Public hearing on April 20 may determine future of historic landmark house


A Clackamas County land use hearing set for 9:30 a.m. on Thursday, April 20, may mark the end of the historic Oatfield House in the Oak Lodge community just south of Milwaukie. 

The hearing on demolition of the property, as requested by the property owner, will be held in the auditorium of the county’s Development Services Building, 150 Beavercreek Road in Oregon City. The county has the authority to delay demolition, but not to prevent it.

The public is welcome to attend the public hearing and to testify.

The John R. Oatfield House, known also as the Phillip Oatfield House, was designated as a historic landmark in 1987. The property has been vacant for more than two years and is in very poor condition. According to county planners and building officials, the structure is deteriorating rapidly and poses a safety threat to the community.

County staff worked for several months with the Oak Lodge History Detectives and Restore Oregon to find an organization or person with the resources and interest to restore the house.
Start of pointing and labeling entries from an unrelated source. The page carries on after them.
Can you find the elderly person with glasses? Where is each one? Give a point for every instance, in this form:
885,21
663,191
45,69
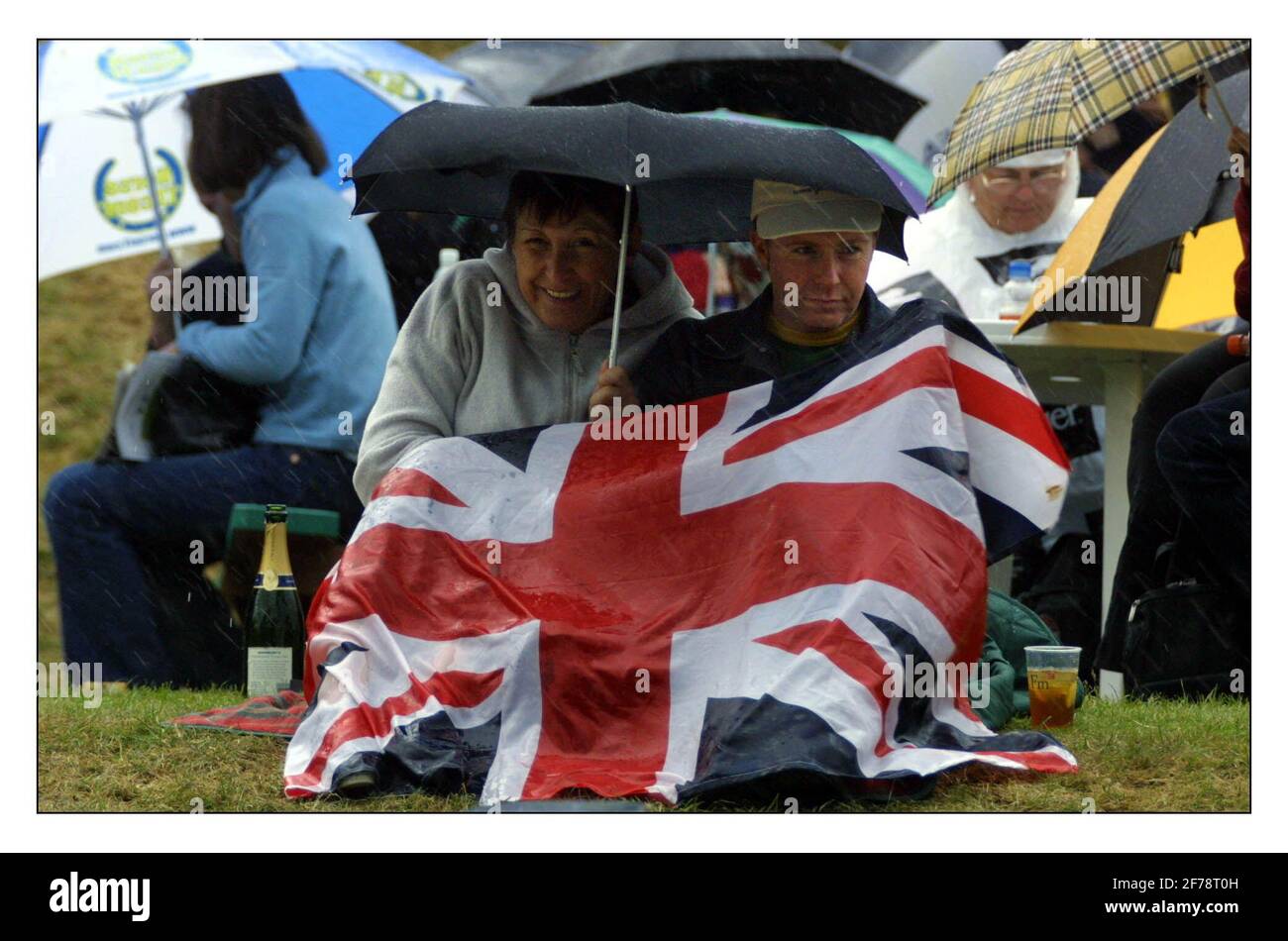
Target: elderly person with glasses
961,254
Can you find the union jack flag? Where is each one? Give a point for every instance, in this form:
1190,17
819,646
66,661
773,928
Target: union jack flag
537,611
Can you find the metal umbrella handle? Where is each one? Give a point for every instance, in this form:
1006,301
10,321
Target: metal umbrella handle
621,279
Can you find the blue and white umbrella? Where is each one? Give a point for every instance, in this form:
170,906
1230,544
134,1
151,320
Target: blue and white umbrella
112,138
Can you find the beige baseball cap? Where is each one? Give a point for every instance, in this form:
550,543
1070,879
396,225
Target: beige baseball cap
787,209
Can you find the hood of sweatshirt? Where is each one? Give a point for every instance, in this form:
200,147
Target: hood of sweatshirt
661,293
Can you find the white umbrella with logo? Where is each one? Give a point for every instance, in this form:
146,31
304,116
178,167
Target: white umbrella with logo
112,136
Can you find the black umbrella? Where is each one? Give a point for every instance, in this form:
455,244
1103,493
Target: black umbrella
799,80
694,174
1183,183
507,72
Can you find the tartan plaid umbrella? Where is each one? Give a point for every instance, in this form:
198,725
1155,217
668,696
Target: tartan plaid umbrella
1052,93
1185,280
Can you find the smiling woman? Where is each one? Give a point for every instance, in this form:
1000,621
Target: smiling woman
516,338
565,237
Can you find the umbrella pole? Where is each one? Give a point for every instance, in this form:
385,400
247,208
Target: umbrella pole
621,279
1216,93
712,261
137,114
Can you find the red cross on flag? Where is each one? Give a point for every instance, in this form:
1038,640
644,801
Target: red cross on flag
542,611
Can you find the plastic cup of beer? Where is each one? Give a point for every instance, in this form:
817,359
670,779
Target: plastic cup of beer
1052,683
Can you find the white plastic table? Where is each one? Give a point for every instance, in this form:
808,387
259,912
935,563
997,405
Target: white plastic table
1098,365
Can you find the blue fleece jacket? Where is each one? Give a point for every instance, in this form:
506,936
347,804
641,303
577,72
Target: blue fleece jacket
325,319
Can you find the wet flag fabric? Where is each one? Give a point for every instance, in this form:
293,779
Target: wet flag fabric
542,611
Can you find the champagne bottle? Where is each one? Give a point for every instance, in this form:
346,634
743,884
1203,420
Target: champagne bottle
273,656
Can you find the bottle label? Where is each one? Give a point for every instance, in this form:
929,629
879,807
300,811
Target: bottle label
268,670
270,580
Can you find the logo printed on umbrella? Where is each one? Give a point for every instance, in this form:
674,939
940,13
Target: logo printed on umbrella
125,201
397,84
142,63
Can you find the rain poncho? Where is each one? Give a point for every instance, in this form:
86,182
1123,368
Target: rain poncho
956,257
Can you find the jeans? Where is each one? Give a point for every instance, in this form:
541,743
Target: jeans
1154,518
130,541
1206,456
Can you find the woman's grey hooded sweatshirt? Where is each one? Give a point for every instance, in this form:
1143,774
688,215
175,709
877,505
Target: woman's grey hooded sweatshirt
473,358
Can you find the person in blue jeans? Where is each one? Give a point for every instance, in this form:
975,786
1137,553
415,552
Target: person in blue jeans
125,536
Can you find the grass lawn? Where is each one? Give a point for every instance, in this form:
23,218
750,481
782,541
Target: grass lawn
1159,756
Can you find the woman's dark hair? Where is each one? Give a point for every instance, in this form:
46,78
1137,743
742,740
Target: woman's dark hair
554,196
239,127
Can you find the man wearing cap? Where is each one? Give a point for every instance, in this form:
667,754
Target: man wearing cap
816,246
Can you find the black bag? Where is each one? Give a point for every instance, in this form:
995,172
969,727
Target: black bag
1194,635
1188,639
200,411
197,409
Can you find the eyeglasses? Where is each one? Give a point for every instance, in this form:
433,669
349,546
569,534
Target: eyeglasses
1043,179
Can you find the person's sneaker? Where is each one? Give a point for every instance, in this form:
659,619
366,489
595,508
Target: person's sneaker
356,785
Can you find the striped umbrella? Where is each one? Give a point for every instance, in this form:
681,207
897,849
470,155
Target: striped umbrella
1052,93
1185,280
912,179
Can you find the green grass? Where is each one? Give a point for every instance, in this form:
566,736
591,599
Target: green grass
1158,756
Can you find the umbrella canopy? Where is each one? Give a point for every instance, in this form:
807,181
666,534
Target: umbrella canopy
1185,278
694,174
802,80
940,71
912,179
1183,183
94,196
1052,93
507,72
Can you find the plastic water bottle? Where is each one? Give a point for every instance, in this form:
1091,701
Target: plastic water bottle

The attempt was unsuccessful.

Linda Preisz, a Clackamas County planner and staff liaison to the county’s Historic Review Board, says, “Unfortunately without the stewardship of a caring owner, preserving a landmark becomes an overwhelming task. Unless a philanthropic individual or group steps forward to restore this house or move it to a new location, this historic treasure will be lost forever.”

The Oatfield House was built in 1903 by Phillip Oatfield, John Oatfield’s brother. The Colonial Revival-style house is located on a large lot with a barn, sheds, a chicken coop and a well structure. The property also has four giant sequoia trees, a monkey puzzle tree, and grapevines estimated to be at least 75 years old. 

John and Phillip Oatfield were the sons of pioneer Michael Oatfield, who arrived in the area in 1861. Michael Oatfield assembled 600 acres of land for orchards and farming, which was later expanded by his sons. The brothers were instrumental in establishing the Oak Lodge Water District and rural telephone service. John Oatfield sat on the local school board for 25 years, and was also responsible for obtaining a 10-mile special road tax to improve Old River Road and build Oatfield Road (named after his family).

The property started to decline in the 1980s, the property owner died in 2011, and the family sold the property in 2014. Since then the home has been left vacant.